El riesgo es otro. Cada vez más el ecosistema de la IA se vuelve más dependiente de Nvidia, de que siga generando utilidades y reciclando parte de ese capital de vuelta al ecosistema. Nvidia, a su vez, depende de que ese ecosistema continúe prefiriendo sus chips y servicios.

Y el mercado bursátil depende cada vez más de que Nvidia cumpla con las expectativas y sus acciones sigan subiendo. También hay una creciente dependencia macroeconómica. Según la Reserva Federal de St.

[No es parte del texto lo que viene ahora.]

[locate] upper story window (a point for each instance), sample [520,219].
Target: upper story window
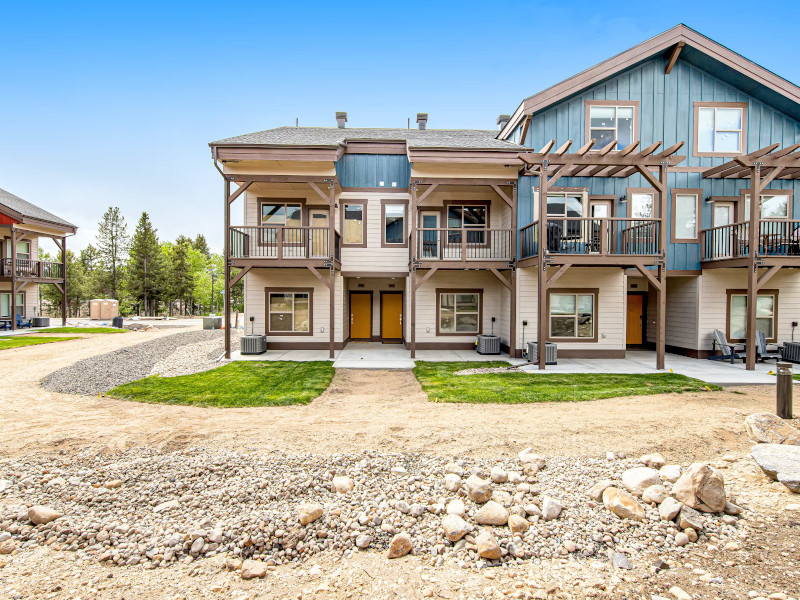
[609,120]
[719,128]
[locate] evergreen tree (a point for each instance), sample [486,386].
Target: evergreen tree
[112,247]
[145,277]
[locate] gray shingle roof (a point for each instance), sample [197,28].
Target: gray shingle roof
[467,139]
[26,209]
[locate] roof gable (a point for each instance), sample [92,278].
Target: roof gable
[696,49]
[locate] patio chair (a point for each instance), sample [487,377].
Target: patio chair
[729,351]
[762,348]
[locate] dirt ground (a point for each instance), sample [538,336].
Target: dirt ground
[387,410]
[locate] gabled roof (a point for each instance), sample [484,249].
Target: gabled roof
[25,212]
[459,139]
[697,49]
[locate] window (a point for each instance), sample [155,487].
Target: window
[472,216]
[459,312]
[572,315]
[289,312]
[5,305]
[766,314]
[685,215]
[607,121]
[394,223]
[354,216]
[719,128]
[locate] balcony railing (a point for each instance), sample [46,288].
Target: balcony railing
[591,235]
[34,269]
[468,244]
[776,237]
[278,243]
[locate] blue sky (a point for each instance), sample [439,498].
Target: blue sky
[115,103]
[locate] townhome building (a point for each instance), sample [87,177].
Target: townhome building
[610,211]
[22,225]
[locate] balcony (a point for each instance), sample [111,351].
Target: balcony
[32,269]
[282,244]
[593,240]
[778,239]
[463,246]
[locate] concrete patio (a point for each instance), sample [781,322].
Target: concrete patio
[374,355]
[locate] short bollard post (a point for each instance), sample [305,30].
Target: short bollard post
[784,410]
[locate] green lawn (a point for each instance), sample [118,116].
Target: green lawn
[27,340]
[441,385]
[81,330]
[235,384]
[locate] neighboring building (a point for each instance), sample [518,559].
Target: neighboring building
[410,235]
[21,272]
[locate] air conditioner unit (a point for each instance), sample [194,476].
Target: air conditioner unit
[254,344]
[550,349]
[488,344]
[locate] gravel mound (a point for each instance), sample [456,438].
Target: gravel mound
[154,508]
[103,372]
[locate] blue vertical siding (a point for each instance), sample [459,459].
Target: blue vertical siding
[368,170]
[666,113]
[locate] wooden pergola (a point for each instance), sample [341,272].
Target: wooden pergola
[550,165]
[761,167]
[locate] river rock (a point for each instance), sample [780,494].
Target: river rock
[623,504]
[253,569]
[491,513]
[454,527]
[39,515]
[488,546]
[771,429]
[309,512]
[702,487]
[638,479]
[479,490]
[399,546]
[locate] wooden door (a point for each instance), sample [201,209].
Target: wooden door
[360,315]
[392,317]
[319,238]
[634,330]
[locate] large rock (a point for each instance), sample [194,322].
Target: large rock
[491,513]
[771,429]
[39,515]
[488,546]
[399,546]
[638,479]
[623,504]
[702,487]
[454,527]
[780,462]
[479,490]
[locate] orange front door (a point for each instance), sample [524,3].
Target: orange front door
[392,317]
[634,330]
[360,315]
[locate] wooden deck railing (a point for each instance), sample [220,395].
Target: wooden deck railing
[32,269]
[776,237]
[590,235]
[279,243]
[467,244]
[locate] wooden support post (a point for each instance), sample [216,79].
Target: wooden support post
[541,328]
[226,255]
[752,270]
[64,286]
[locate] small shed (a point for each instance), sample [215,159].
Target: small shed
[103,309]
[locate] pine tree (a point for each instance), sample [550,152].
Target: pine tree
[112,247]
[145,266]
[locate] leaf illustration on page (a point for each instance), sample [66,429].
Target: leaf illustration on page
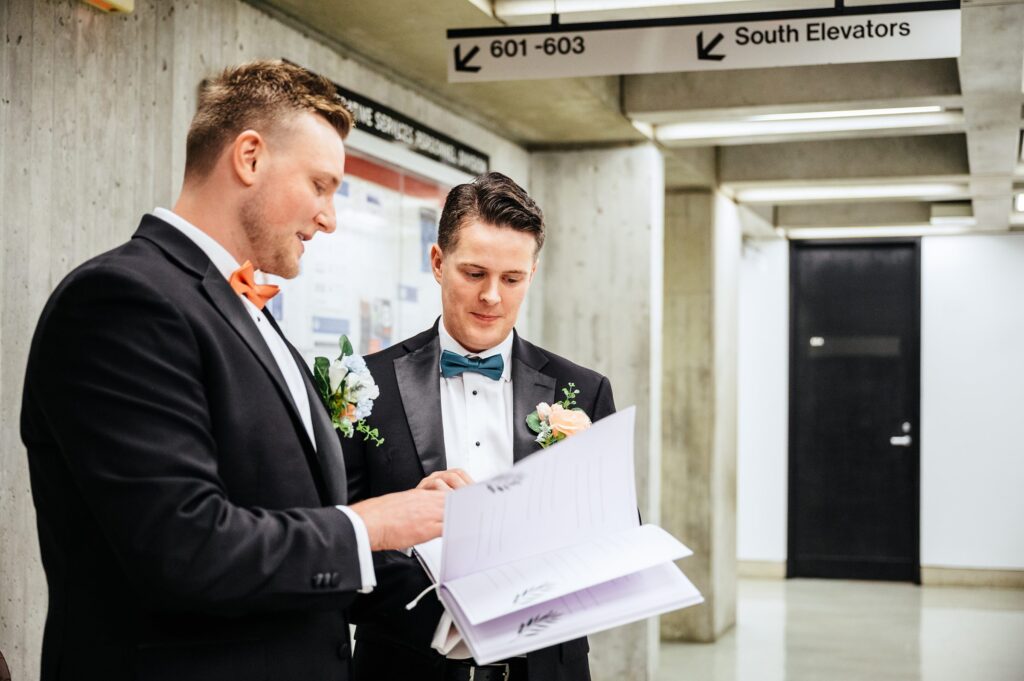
[531,594]
[504,482]
[539,623]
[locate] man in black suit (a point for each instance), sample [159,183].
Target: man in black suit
[458,395]
[189,488]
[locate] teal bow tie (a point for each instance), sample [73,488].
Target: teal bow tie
[456,365]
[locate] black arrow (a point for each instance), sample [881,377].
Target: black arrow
[463,65]
[705,52]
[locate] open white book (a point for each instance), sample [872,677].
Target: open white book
[553,550]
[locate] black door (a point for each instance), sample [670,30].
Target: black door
[854,405]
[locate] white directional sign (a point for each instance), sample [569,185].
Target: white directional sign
[782,39]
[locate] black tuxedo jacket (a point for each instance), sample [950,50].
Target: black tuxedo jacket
[391,640]
[185,519]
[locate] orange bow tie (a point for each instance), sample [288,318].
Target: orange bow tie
[244,284]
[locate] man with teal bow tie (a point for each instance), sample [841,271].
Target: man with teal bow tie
[457,396]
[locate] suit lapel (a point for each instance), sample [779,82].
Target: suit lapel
[230,307]
[325,456]
[329,454]
[529,387]
[418,375]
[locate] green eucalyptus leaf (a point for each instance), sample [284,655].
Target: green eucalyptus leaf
[322,376]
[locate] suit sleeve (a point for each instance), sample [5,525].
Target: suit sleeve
[116,378]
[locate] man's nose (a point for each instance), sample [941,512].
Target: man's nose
[327,218]
[491,294]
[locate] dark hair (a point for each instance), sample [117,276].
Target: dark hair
[258,95]
[493,199]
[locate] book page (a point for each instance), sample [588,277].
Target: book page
[621,601]
[504,589]
[576,492]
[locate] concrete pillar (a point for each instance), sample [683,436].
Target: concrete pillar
[601,270]
[698,403]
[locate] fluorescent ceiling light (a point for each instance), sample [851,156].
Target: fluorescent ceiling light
[646,129]
[855,113]
[873,231]
[752,128]
[528,7]
[776,195]
[952,212]
[954,220]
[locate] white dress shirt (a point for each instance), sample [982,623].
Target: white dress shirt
[476,416]
[476,413]
[226,264]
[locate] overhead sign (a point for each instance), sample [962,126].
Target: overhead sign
[386,123]
[380,121]
[879,33]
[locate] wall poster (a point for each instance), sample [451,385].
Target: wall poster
[371,279]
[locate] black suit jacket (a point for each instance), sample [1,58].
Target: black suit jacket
[185,519]
[409,416]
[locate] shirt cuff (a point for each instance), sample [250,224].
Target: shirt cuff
[367,573]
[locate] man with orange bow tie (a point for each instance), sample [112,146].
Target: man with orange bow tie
[189,487]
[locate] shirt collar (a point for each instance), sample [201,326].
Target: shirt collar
[221,259]
[504,348]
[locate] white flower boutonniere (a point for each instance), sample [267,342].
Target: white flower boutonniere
[553,423]
[348,391]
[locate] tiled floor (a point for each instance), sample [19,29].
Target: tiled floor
[818,630]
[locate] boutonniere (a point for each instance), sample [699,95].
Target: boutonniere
[348,391]
[553,423]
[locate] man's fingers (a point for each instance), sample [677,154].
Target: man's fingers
[462,475]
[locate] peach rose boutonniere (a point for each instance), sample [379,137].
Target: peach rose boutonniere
[553,423]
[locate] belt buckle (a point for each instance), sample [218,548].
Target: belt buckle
[505,674]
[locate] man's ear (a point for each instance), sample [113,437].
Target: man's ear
[436,260]
[248,154]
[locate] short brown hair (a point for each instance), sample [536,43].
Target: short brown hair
[494,199]
[256,95]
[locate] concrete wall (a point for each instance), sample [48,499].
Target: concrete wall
[701,255]
[764,379]
[93,114]
[602,280]
[972,435]
[972,398]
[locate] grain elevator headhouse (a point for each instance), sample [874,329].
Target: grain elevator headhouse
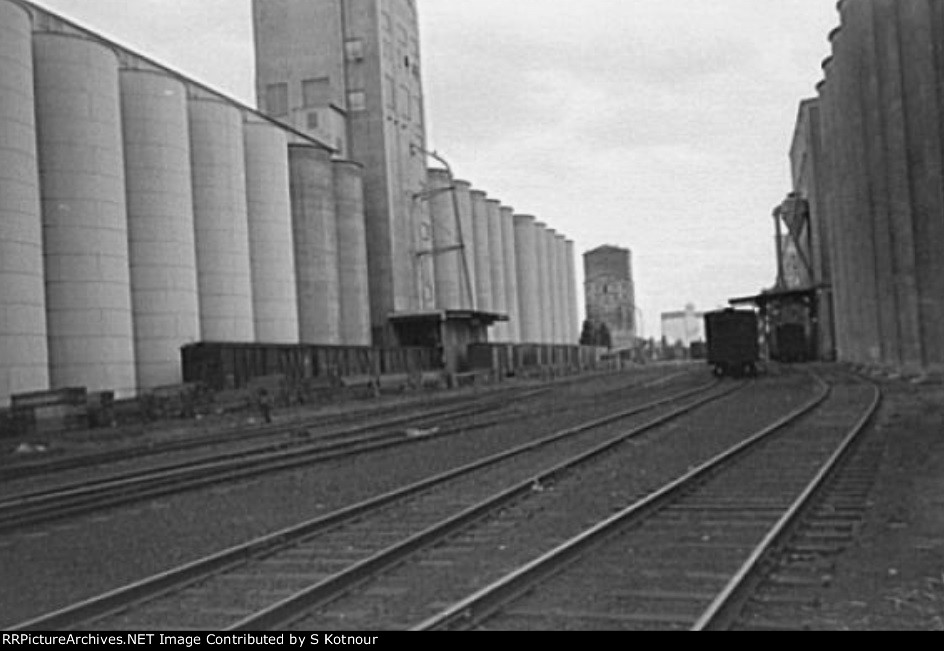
[348,73]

Louis, la inversión en software, equipos de procesamiento e infraestructura de IA representó el 39% del crecimiento marginal del PIB estadounidense en los últimos cuatro trimestres, más que el 28% que aportó todo el sector tecnológico en el peak de la burbuja punto com. Estimaciones de la consultora Renaissance Macro asignan a la inversión en IA y centros de datos tres cuartas partes del crecimiento del PIB en el primer trimestre de 2026. Esa maquinaria depende en gran parte de Nvidia.

Puede que la Fed mueva todavía el precio del dinero; pero hoy Nvidia es capaz de definir el precio, la disponibilidad y la rentabilidad del poder de cómputo. Y, afirma Jensen Huang, el poder de cómputo en la nueva economía se traduce en utilidades y las utilidades definen el crecimiento.